When I came to myself again it was late afternoon. The blood had dried on my shirt; I peeled it off and put on the one Halis had left draped around my shoulders. Now, the pain of my wounds had lessened to equal that of my stomach.
Halis lay next to me in the snow, weak and tired, her eyes focused on some distant point.
"I heard their souls cry out as they were loosed from their bodies," she said softly. "They told me I will join them soon."
The sun cast cold, ever-lengthening shadows across the earth. Halis shivered from the slight wind.
"Stop such talk and get up, lady. We must find a place for the night."
Her eyes were sunken and ringed; her cheekbones protruded sharply from her face. "I couldn't move even if I wanted to."
"Your wound?"
She nodded weakly. I reached over to open her furs, but she clutched them together desperately. "I don't want you to see. It's putrefying."
A cold, merciless hand squeezed the beats from my heart. The life in my body seemed to drain into the snow beneath me.
She observed my expression. "I will go no further."
"Halis—"
"I will not!" she snapped, eyes flashing, jaw set.
I had been bodyguard to Halis for three years; I knew that expression and what it meant. She had made up her mind. She would not move and I was too weak from lack of food and my injuries to carry her the entire distance.
Her voice softened. "You must go on, Kem."
I shook my head. I, too, could be stubborn.
A look of desperate agony creased her face. "Go. I want you to live. I want someone to live on. Please." Tears shone in her eyes.
A strange twisting seized my stomach. I would not allow her pleas to affect me. I would not. No woman had affected me since . . .
My mother.
Why would I think of her now, though? She had no place inside me any longer.

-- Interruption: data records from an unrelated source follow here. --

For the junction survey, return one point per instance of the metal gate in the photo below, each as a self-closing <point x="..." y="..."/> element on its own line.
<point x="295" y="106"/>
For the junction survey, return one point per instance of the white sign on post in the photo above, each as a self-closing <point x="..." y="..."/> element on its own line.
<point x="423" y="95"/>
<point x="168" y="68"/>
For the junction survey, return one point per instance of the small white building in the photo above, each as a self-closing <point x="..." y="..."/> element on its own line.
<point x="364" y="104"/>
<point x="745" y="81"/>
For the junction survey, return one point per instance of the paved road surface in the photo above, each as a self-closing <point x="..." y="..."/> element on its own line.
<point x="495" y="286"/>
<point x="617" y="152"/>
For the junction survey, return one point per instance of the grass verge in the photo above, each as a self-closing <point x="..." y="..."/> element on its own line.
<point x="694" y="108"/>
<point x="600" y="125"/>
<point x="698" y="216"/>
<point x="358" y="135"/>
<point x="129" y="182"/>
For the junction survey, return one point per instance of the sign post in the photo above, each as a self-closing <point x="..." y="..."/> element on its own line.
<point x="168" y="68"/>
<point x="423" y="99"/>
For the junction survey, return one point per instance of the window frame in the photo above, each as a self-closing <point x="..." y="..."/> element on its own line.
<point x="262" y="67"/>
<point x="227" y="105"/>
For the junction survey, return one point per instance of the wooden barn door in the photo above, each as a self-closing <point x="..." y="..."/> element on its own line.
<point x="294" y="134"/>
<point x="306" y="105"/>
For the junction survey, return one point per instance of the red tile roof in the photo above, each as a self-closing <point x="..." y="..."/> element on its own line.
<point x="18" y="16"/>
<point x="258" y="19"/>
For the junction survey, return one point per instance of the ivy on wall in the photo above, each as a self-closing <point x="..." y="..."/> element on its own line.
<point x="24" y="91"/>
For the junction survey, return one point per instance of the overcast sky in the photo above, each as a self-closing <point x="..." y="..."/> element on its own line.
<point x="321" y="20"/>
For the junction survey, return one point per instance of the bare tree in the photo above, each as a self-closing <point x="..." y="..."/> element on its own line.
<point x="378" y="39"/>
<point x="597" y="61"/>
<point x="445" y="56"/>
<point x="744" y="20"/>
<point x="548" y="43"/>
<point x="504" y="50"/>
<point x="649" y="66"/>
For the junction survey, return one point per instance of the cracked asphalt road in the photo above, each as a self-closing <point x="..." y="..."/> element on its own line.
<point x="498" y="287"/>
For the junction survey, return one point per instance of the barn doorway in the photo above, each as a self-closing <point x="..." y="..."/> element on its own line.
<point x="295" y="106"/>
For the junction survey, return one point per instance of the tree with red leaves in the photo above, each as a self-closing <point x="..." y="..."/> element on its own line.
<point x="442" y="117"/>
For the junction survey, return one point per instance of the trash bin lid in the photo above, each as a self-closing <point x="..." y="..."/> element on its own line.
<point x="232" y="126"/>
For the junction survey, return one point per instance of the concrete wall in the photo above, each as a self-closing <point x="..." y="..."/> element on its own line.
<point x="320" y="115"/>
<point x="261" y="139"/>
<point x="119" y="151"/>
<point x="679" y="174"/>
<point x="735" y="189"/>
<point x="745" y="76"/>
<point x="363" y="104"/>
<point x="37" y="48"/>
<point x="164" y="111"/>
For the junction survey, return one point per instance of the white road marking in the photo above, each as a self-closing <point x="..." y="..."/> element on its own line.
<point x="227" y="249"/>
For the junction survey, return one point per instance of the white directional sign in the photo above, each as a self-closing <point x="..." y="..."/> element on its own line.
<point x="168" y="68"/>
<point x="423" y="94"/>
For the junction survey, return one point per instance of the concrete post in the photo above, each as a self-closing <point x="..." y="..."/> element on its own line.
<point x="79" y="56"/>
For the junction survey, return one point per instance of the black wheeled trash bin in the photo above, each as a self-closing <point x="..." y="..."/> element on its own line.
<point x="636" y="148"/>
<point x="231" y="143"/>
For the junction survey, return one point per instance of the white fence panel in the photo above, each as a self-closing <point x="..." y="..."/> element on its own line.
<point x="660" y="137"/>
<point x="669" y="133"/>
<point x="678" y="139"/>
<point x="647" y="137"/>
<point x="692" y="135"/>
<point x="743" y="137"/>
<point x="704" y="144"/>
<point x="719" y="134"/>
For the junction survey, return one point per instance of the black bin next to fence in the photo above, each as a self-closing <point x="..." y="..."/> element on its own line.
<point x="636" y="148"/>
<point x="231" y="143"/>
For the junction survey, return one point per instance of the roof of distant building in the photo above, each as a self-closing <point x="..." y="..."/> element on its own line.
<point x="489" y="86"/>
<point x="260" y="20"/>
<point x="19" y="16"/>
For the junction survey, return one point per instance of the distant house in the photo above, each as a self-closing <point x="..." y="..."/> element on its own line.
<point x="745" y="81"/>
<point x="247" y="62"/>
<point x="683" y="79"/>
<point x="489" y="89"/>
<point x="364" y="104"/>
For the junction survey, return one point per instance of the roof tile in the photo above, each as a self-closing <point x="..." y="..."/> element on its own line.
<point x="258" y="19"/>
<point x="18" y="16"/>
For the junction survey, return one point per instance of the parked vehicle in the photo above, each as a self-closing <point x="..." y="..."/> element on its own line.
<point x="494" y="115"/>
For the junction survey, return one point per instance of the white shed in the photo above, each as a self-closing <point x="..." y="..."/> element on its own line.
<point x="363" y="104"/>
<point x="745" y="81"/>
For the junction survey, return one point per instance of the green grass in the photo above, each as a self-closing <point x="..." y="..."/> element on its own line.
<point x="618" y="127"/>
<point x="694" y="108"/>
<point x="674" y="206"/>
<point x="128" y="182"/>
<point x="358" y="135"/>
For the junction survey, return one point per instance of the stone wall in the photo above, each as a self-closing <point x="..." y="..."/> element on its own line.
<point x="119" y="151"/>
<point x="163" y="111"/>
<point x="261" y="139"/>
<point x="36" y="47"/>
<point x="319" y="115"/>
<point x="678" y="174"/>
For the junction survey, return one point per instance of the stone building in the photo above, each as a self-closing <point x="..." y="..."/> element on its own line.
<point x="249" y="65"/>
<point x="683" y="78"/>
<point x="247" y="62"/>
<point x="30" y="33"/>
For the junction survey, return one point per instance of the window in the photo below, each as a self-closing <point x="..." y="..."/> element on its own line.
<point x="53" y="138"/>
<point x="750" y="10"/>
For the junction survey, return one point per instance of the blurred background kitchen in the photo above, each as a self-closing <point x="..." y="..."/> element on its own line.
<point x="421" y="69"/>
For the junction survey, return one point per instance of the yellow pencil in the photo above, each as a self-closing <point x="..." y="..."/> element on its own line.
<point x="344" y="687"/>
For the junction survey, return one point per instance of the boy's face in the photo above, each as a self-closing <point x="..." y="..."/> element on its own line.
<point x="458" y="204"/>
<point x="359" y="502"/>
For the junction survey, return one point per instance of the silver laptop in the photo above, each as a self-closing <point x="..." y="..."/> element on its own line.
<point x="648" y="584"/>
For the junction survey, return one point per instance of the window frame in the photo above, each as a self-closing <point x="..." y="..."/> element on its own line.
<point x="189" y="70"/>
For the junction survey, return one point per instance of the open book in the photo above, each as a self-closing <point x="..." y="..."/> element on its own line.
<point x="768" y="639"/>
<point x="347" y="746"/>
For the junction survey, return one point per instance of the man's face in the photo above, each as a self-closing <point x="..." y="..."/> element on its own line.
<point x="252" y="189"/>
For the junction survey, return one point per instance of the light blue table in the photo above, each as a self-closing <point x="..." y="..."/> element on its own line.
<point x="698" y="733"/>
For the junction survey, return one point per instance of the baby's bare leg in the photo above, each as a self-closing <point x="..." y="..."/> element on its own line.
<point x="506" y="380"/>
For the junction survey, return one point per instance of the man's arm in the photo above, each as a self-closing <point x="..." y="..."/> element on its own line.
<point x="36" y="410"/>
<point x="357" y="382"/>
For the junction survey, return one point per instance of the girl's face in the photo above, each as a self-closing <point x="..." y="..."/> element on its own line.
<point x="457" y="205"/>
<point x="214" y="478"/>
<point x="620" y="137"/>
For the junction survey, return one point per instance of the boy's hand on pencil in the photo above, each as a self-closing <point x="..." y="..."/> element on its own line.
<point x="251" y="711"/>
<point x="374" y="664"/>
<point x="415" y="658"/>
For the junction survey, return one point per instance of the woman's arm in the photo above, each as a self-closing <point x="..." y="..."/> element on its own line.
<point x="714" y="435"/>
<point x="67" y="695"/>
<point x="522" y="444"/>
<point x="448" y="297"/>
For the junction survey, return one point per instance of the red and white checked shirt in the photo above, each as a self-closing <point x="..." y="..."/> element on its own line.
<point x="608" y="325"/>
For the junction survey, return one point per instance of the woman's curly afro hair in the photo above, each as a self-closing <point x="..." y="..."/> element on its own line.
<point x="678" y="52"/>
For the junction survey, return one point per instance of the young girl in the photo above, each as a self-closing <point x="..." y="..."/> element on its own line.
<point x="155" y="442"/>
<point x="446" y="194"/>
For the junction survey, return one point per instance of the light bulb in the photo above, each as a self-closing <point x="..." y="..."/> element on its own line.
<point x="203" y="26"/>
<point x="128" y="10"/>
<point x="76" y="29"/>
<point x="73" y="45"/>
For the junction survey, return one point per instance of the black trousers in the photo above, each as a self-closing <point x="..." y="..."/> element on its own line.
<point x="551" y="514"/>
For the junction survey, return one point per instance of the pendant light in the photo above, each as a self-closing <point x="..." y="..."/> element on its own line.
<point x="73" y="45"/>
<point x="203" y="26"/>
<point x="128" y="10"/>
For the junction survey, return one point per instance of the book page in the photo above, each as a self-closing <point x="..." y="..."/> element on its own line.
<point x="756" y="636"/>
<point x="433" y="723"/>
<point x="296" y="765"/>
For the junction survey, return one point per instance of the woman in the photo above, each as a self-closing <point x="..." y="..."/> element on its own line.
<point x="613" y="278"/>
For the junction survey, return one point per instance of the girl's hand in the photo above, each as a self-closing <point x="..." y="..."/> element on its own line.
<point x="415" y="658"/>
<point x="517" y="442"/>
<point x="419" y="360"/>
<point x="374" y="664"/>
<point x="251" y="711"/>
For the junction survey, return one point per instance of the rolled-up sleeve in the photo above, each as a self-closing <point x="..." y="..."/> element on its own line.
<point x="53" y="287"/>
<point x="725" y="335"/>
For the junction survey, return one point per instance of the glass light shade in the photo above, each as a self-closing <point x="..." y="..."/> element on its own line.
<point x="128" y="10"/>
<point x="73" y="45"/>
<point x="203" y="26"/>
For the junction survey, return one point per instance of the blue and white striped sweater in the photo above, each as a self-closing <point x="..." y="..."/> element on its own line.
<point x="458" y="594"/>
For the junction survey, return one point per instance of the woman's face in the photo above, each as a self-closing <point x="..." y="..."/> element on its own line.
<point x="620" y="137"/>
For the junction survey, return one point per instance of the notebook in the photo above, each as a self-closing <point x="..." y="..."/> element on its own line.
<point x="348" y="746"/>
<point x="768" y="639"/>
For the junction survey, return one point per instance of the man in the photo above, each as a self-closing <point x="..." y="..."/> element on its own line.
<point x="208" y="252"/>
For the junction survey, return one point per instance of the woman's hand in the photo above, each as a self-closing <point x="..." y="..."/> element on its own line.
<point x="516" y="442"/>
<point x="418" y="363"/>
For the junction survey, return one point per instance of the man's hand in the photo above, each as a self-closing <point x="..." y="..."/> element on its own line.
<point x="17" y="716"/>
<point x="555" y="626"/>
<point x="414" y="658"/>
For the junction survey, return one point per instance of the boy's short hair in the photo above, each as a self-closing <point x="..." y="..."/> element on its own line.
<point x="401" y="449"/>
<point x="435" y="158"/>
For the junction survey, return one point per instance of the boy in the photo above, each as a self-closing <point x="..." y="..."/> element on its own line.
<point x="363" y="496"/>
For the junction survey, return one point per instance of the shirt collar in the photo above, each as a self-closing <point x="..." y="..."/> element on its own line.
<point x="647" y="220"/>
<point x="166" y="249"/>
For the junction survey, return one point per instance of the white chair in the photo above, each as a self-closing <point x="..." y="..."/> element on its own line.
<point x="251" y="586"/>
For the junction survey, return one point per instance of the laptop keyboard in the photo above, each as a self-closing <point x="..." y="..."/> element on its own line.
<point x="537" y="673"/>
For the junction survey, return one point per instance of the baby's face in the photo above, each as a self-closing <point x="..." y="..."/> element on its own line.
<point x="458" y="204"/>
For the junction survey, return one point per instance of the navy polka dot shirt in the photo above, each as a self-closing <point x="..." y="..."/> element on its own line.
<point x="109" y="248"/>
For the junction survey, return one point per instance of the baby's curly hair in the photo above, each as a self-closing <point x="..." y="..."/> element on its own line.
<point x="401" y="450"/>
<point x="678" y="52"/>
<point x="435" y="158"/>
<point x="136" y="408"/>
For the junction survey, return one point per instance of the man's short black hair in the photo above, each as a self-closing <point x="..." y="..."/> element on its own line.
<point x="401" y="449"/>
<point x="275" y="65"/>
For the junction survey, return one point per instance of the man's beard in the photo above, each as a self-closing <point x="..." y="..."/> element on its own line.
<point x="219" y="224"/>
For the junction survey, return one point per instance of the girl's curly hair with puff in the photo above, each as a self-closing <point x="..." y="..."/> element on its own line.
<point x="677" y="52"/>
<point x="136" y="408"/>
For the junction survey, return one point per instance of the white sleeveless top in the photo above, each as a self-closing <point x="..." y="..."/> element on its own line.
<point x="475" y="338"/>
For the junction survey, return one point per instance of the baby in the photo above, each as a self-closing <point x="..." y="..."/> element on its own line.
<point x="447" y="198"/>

I could no longer make sense of my feelings for Halis. It had been so much easier when I despised her for her status, her wealth, and her chain around my neck, no matter how silver and delicate.
After a long moment of silence she simply sighed and closed her eyes. She could not understand that I had no choice. She was Elan, the ruling elite; and more, Dela-Elan, elite of the elite. She had her place and I had mine. Here beside her, dying in the snow.